None of the organizational variables considered in this study entered the tree because they did not prove to be significant predictors above and beyond the clinical variables. Other organizational factors (or more generally other, non-clinical factors) or women’s preferences [28, 29], which were not considered in this analysis, might influence the choice of the type of delivery when clinical indications are present.

The major strength of the present study is that it is a population-based study. However, our results, based on administrative databases, might be affected by lack of accuracy and completeness in coding. In particular, it is possible that omission of ICD codes identifying risk factors is more likely in the group without a CD and that, vice versa, some risk factors are better documented in the group with a CD. This might lead to an information bias. Nevertheless, previous evidence suggests that comorbidities are uncommon among women in reproductive age, who are generally healthy [8].

Although Powell et al. [30] argued that multiple issues regarding the validity of administrative data remain largely unexplored, others [31] suggest that administrative data may be as reliable as data extracted from clinical charts with respect to key outcomes.

Quality improvement is promoted in the Emilia-Romagna Region through training of coders and a regular review of the hospital discharge records database at the Regional Health and Social Care Agency, with feedback to the hospital coders about logical inconsistencies and the presence of systematic errors. The use of ICD-9-CM for coding diagnoses and procedures was established in 2002, thereby facilitating the consistency of coding across operators. Moreover, administrative databases in Emilia-Romagna have proved to have a high degree of completeness and quality [16]. In addition, since some diagnoses (such as fetal distress or placental abnormalities) might be used improperly, we performed sensitivity analyses without these two diagnoses to address this potential bias. A recent study [32] found large differences in the frequency of some types of mal-presentation across hospitals in some Italian regions, which suggests the possibility of improper, or opportunistic, use of this variable as well.
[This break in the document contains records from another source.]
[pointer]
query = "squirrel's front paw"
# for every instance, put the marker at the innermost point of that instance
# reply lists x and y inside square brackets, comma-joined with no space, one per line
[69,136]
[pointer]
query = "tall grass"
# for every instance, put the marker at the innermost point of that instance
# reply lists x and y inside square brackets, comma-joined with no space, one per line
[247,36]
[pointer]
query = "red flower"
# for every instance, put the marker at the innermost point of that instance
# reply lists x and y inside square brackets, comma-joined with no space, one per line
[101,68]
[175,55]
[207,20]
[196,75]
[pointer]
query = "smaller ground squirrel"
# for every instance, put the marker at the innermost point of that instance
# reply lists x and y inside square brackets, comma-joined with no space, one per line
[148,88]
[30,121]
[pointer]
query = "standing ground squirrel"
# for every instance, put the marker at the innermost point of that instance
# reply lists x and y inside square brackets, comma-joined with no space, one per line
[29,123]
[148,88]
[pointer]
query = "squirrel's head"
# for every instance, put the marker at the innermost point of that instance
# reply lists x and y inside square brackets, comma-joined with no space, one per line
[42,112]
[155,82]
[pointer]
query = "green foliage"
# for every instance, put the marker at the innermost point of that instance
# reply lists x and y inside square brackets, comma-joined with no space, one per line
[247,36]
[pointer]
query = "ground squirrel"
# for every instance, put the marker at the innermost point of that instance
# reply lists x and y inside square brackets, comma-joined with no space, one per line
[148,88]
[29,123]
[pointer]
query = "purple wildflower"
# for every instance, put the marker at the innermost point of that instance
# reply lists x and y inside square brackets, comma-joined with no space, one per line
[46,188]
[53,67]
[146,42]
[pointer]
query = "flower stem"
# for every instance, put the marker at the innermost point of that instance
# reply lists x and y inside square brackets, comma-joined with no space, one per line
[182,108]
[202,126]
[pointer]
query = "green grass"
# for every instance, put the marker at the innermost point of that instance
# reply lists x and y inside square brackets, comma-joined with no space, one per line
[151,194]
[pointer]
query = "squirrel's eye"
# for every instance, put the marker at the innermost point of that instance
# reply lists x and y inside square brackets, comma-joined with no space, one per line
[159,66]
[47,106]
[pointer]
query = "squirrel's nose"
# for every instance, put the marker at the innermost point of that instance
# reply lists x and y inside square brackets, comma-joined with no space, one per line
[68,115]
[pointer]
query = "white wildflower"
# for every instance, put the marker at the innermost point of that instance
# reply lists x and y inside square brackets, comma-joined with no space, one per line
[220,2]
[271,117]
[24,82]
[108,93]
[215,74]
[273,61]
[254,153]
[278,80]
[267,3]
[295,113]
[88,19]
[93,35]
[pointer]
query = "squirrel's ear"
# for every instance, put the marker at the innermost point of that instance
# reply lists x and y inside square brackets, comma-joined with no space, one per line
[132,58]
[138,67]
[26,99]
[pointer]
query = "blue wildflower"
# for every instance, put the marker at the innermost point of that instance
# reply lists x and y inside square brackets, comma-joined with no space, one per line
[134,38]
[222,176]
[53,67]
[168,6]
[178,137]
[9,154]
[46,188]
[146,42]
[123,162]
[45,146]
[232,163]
In addition, many organizational risk factors for CD, such as staff type and number, use of procedures, and implementation of audit activities, were not included in the analysis, because this information was not available.

Conclusions

Our study underscores that the main reasons for performing CDs are clinical. However, some of these ‘clinically’ indicated operations may not be necessary. Therefore, to reduce the CD rate, audit activities should examine in more detail the clinical conditions for which the need of CD is questionable or inappropriate.